Redacción
Porfirio Muñoz Ledo
Abyectos plumíferos al servicio del gobierno han activado un movimiento corta-lenguas perseguidor de los diputados que actuamos abiertamente como oposición. Les aterra que hayamos pedido la remoción del secretario de Seguridad Pública, en consonancia con la posición adoptada por seis grupos parlamentarios.
Inútil empeño, ya que la verdadera demanda es la dimisión del Ejecutivo, sea por la vía de la revocación de mandato o mediante la simple renuncia, puesto que las solicitudes de juicio político están bloqueadas por la inconsistencia del Senado y la complicidad del ministerio público.
La gravedad de la crisis, aunada a la ilegitimidad e incompetencia del régimen, hacen urgente ese reemplazo. Las disposiciones constitucionales vigentes prevén que el presidente interino sea designado por mayoría calificada del Congreso, a efecto de sostenerse en un amplio sustento político.
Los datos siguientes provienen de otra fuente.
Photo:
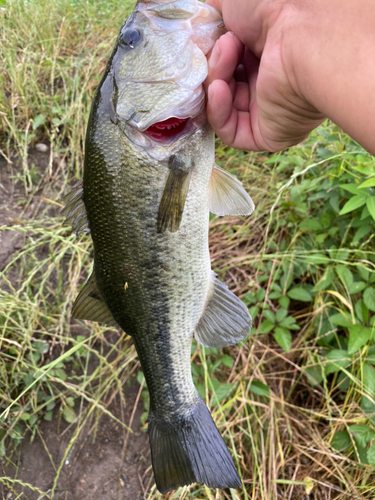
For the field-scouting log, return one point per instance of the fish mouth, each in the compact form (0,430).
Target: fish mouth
(168,129)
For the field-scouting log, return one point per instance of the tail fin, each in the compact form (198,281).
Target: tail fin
(190,450)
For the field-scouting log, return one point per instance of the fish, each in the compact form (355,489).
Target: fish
(149,183)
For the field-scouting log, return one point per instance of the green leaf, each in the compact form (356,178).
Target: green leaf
(69,414)
(311,225)
(369,298)
(340,320)
(356,287)
(351,188)
(354,203)
(201,389)
(33,419)
(284,302)
(358,336)
(371,455)
(269,315)
(362,455)
(361,232)
(300,294)
(284,338)
(361,311)
(362,434)
(370,203)
(341,441)
(227,361)
(70,401)
(290,323)
(325,280)
(363,272)
(365,213)
(39,120)
(368,377)
(368,183)
(222,391)
(259,388)
(266,326)
(344,274)
(48,416)
(367,405)
(141,379)
(281,314)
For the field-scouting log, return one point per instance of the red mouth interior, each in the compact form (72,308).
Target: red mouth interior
(167,128)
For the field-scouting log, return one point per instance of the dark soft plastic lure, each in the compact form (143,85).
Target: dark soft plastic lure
(148,186)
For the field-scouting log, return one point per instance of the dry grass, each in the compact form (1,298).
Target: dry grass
(52,59)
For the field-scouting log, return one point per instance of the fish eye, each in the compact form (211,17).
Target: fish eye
(131,37)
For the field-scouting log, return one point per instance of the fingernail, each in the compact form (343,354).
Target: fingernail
(215,56)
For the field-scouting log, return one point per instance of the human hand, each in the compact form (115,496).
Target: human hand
(253,98)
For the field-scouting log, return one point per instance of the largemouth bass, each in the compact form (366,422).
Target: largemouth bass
(149,183)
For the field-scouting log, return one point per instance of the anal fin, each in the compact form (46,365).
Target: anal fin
(227,195)
(75,210)
(173,200)
(225,321)
(90,306)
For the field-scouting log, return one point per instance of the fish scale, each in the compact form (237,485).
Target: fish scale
(146,202)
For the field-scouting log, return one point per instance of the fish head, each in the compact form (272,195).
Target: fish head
(158,68)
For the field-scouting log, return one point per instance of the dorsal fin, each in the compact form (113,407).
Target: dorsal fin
(75,210)
(227,195)
(225,320)
(90,306)
(177,9)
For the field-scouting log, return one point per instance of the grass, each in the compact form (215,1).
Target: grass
(295,401)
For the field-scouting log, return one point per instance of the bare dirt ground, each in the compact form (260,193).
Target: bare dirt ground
(106,462)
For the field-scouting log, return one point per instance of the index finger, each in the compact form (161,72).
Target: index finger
(215,3)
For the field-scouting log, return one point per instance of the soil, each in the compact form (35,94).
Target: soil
(106,462)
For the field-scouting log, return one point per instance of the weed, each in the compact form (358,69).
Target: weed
(294,402)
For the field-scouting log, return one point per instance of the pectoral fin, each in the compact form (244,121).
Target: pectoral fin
(227,195)
(173,200)
(75,210)
(225,321)
(89,305)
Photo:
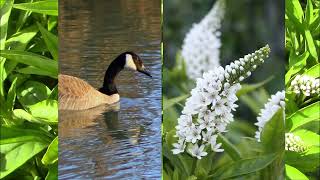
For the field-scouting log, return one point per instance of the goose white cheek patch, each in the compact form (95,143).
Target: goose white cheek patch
(130,63)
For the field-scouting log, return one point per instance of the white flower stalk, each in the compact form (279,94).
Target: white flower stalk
(201,46)
(208,110)
(294,143)
(306,85)
(274,103)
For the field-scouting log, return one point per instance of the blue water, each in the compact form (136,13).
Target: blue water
(122,141)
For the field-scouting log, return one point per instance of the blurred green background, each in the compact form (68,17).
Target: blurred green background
(248,25)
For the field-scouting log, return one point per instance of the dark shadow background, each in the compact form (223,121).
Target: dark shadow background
(248,25)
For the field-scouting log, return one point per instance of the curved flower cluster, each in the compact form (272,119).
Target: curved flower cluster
(201,46)
(209,109)
(270,108)
(306,85)
(294,143)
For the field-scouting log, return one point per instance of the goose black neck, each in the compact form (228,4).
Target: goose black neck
(109,86)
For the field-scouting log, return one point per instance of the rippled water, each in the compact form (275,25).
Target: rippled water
(123,140)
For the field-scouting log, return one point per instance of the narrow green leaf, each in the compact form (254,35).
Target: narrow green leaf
(303,116)
(244,166)
(46,111)
(301,62)
(294,174)
(32,92)
(53,172)
(309,12)
(51,41)
(310,44)
(51,156)
(11,95)
(272,135)
(4,18)
(308,137)
(31,59)
(36,71)
(314,71)
(246,88)
(306,162)
(49,7)
(16,154)
(229,148)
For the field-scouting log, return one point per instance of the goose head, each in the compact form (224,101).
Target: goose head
(134,62)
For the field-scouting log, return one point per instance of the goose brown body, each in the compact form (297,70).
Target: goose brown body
(77,94)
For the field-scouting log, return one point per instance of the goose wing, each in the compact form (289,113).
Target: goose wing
(76,94)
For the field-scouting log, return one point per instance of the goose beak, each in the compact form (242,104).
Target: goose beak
(144,71)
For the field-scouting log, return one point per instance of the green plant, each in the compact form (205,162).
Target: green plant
(28,89)
(302,88)
(244,157)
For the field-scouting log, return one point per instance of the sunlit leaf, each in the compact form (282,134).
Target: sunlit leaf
(294,174)
(303,116)
(51,156)
(244,166)
(49,7)
(31,59)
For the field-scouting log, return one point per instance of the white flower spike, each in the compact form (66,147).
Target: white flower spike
(294,143)
(209,109)
(274,103)
(201,46)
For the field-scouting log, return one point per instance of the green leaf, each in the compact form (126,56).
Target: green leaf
(20,40)
(53,172)
(314,71)
(167,103)
(301,62)
(229,148)
(23,115)
(11,96)
(54,93)
(46,111)
(31,59)
(246,88)
(310,44)
(294,174)
(244,166)
(51,41)
(303,116)
(51,156)
(4,18)
(309,12)
(36,71)
(32,92)
(11,135)
(294,7)
(16,154)
(272,135)
(49,7)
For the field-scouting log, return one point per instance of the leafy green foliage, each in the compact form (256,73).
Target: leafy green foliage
(302,45)
(28,90)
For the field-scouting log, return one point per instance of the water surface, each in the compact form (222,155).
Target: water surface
(122,141)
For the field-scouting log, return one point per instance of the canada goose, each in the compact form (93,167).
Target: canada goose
(77,94)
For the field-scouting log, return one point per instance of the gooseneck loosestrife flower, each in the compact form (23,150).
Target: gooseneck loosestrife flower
(275,102)
(208,110)
(306,85)
(201,46)
(294,143)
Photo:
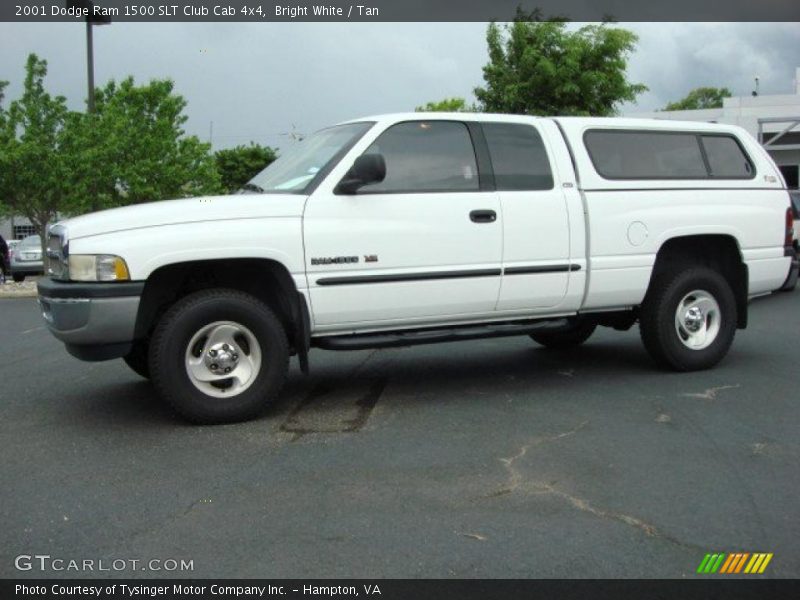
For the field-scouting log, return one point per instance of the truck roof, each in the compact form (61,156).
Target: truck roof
(573,123)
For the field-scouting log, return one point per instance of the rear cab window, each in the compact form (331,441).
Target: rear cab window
(518,155)
(638,154)
(425,156)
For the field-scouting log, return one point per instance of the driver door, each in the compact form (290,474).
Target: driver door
(424,245)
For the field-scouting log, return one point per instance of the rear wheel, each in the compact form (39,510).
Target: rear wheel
(219,356)
(688,318)
(574,335)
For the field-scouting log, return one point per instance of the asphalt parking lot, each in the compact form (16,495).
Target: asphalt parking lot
(492,458)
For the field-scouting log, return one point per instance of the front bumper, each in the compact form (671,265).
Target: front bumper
(96,321)
(26,267)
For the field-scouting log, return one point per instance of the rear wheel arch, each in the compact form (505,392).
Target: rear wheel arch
(720,252)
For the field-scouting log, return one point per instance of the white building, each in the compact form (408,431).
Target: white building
(773,120)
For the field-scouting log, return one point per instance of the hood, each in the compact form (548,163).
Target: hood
(187,210)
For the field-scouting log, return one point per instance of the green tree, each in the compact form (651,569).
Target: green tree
(541,68)
(447,105)
(134,149)
(702,97)
(236,166)
(33,167)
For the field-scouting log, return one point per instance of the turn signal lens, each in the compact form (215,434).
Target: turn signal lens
(97,267)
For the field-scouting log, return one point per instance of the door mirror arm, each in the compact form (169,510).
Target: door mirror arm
(367,169)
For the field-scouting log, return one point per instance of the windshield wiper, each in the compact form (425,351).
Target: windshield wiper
(252,188)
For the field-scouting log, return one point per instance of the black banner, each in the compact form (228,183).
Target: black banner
(733,588)
(396,10)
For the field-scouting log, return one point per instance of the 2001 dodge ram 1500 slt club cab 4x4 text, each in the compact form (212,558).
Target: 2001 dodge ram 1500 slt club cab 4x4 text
(420,228)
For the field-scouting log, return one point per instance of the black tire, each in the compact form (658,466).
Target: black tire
(791,281)
(187,317)
(138,359)
(575,335)
(657,322)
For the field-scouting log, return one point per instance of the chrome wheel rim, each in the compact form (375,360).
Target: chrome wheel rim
(697,320)
(223,359)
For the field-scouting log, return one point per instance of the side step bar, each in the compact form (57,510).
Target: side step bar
(398,339)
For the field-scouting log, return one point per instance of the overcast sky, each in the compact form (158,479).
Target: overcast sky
(257,81)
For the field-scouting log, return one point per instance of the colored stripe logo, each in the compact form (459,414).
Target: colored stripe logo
(735,562)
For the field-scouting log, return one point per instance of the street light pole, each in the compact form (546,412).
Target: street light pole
(91,20)
(90,65)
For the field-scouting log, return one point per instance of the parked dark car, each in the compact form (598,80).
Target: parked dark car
(27,258)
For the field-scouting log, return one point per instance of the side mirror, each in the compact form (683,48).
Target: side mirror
(368,168)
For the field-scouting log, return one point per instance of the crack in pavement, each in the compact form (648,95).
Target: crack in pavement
(517,482)
(711,393)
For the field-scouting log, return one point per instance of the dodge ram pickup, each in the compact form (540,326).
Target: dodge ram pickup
(420,228)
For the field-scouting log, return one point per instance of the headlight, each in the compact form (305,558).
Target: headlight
(97,267)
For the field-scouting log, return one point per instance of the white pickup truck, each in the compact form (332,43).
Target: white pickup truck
(419,228)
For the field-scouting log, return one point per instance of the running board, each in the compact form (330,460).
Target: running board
(397,339)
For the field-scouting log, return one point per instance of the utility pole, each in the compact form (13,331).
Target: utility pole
(91,20)
(89,66)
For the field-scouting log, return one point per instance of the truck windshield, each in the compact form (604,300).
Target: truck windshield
(298,167)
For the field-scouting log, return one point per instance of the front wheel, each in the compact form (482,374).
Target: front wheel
(688,318)
(219,356)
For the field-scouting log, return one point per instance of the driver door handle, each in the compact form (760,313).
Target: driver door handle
(483,216)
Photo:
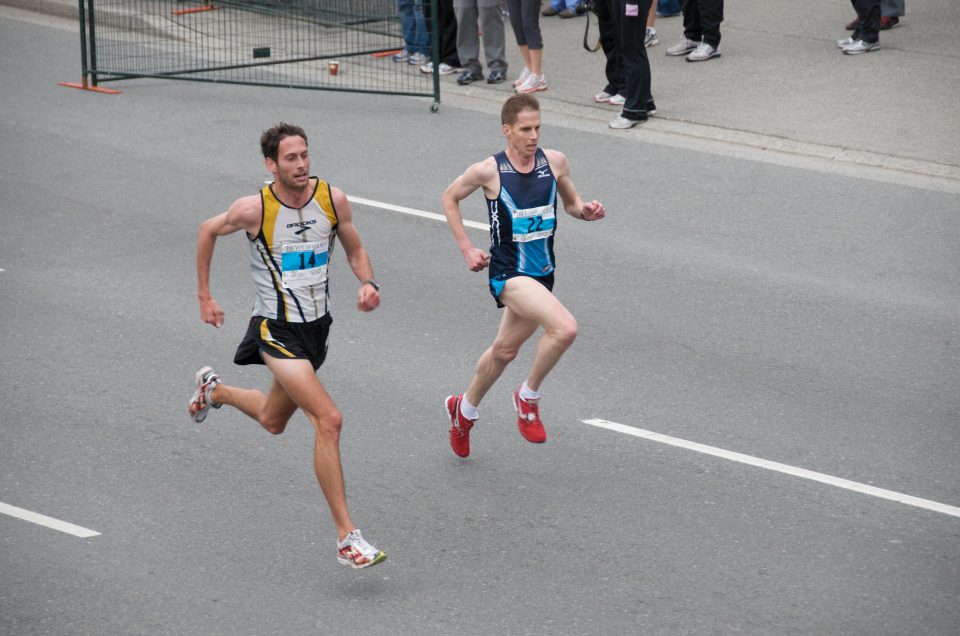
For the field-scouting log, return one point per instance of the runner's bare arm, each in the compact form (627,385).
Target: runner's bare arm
(243,214)
(368,298)
(572,204)
(480,175)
En nuestra historia constitucional y en la gran mayoría de las legislaciones del mundo la sustitución es automática y en la persona del Vicepresidente de la República, el presidente de la Corte u otro funcionario que en breve debe convocar a elecciones para devolver el poder a los ciudadanos.
El constituyente de 1917 receló de las ambiciones que una sucesión predeterminada podría suscitar y confió el difícil tránsito a un acuerdo político. Sin embargo, en caso de no encontrarse un consenso rápido, el país podría precipitarse en una crisis insalvable. Hemos propuesto en consecuencia un sistema que garantizaría gobernabilidad democrática.
Tales consideraciones, sazonadas por su intuición literaria, determinaron la premonición de Eduardo Huchim en semejante coyuntura. Imaginó en su novela La conjura -enero de 1997- un escenario inteligente que facilitara la sustitución de Ernesto Zedillo, sin mayor trauma para el país.
La trama conduce a la designación de Genaro Góngora, entonces prestigiado presidente de la Corte. A falta de acuerdo parlamentario sobre un integrante de la clase política y en recuerdo de la era juarista, optaron por escoger a la cabeza del Poder Judicial, apostando a su solvencia moral y su capacidad de emprender reformas indispensables.
He reflexionado cuál sería hoy la decisión equivalente. Pienso que podría recaer en el Rector de la Universidad Nacional, no sólo por ser ésta la institución pública mejor librada de la debacle, sino por el conjunto articulado de competencias que podría movilizar y su indiscutible carácter de conciencia crítica de la nación.
En una edición de 2 de octubre cómo olvidar la enjundia de Javier Barros Sierra al asumir la defensa de la integridad universitaria y, con ella, de los valores democráticos. Las acciones del doctor Narro Robles están inspiradas también en la salvaguarda de principios esenciales y en la lucha por un curso independiente y justo del desarrollo.
Hace días advirtió el peligro cercano del “estallido social”. Ha promovido debates informados y patrióticos sobre la cuestión del petróleo, la educación, la ciencia y la tecnología, así como nuestra inserción en el cambio económico global. Ha hablado fuerte e irrebatible.
El Rector diagnosticó que hay “miopía en el poder” y denunció que se limitan “a tapar un hoyo financiero, sin perspectiva de mediano y largo plazo”. Demandó un “debate sobre las prioridades nacionales”. Con el modelo actual ni “crecemos lo que se requiere ni la gente vive mejor”.
Ecos válidos de una noble tradición: remite a Justo Sierra: “el saber os hará libres” y recuerda nuestra deuda con José Vasconcelos: la democratización y la cultura como vehículos de redención. México necesita asideros y certidumbres para escapar de horizontes acorralados.
Inventemos fórmulas de futuro en vez de perversiones del futurismo. Todavía hay tiempo para reaccionar, pero es apremiante e irrepetible. Hago un nuevo llamado a remover la piedra que nos conduce al abismo.